The methods of nonlinear dynamical systems have been applied to the study of time series since the 90s. These applications have included time series of different origins, biomedical, economic, physical, etc. In particular, it is by now clear that one useful method is the classification of the time series in terms of some notion of entropy and complexity. We collaborate with Centro Piaggio of the University of Pisa to study the complexity of biomedical time series and the effects of noise on their classification.

###### Members
Claudio Bonanno
claudio.bonanno@unipi.it
Andrea Scarciglia
###### Collaborators
Vincenzo Catrambone
Gaetano Valenza
##### Statistical properties of dynamical systems

Our group is interested in the study of the statistical properties of discrete and continuous group actions describing physical phenomena at different scales. We are mostly interested in spectral methods, which have interesting applications in other contexts. The dynamical systems we study are divided into three classes: uniformly hyperbolic systems; non-uniformly hyperbolic and infinite-measure systems; parabolic systems.

Uniformly hyperbolic systems. We are interested in the statistical properties of single and coupled systems. The main properties we study are the existence of rare events and their frequency, and the robustness of the system to small perturbations.
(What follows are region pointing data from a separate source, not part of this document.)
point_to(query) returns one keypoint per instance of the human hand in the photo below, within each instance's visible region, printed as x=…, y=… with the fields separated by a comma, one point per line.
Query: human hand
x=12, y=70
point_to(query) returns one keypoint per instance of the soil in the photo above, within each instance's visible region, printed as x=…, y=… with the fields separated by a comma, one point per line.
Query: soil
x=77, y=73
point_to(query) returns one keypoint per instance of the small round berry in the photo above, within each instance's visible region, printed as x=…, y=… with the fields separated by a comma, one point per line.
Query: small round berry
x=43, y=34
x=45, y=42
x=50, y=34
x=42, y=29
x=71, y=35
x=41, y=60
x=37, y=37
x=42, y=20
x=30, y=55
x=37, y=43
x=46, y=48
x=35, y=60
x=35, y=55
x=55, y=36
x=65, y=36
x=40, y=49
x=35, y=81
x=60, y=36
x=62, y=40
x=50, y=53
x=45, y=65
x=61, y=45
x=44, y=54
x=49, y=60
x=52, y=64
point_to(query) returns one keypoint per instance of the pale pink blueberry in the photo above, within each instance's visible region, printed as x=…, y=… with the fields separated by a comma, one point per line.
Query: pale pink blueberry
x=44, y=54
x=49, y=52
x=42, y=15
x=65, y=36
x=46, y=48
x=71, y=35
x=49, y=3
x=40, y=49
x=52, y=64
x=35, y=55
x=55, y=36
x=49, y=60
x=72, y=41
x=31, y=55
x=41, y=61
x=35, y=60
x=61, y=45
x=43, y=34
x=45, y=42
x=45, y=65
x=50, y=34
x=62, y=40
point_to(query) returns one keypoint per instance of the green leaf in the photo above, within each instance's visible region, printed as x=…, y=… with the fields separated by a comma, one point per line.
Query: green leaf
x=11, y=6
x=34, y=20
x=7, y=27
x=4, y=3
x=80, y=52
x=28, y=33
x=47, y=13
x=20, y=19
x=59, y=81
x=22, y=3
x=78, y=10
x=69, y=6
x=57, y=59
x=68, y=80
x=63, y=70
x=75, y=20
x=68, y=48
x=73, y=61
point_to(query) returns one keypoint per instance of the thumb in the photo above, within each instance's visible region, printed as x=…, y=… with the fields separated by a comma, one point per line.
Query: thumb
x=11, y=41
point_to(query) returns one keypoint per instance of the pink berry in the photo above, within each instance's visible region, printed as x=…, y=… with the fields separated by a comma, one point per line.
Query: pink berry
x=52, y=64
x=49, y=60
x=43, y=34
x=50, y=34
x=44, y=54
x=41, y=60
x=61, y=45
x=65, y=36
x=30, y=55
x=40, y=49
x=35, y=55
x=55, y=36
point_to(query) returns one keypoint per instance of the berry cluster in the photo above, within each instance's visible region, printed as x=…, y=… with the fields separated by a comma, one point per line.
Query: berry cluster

Non-uniformly hyperbolic and infinite-measure systems. In this case, many of the classical results fail. We are interested in studying the asymptotic behaviour of Birkhoff sums (i.e. the sum of an observable along the orbits of the system), the notion of mixing (i.e. the speed of the loss of memory along the orbits of the system), the analytical properties of the transfer operator and the dynamical zeta function (tools of the so-called thermodynamic formalism approach). In particular, we consider dynamical systems related to regular and multi-dimensional continued fractions algorithms, and to the geodesic and horocycle flows on modular surfaces.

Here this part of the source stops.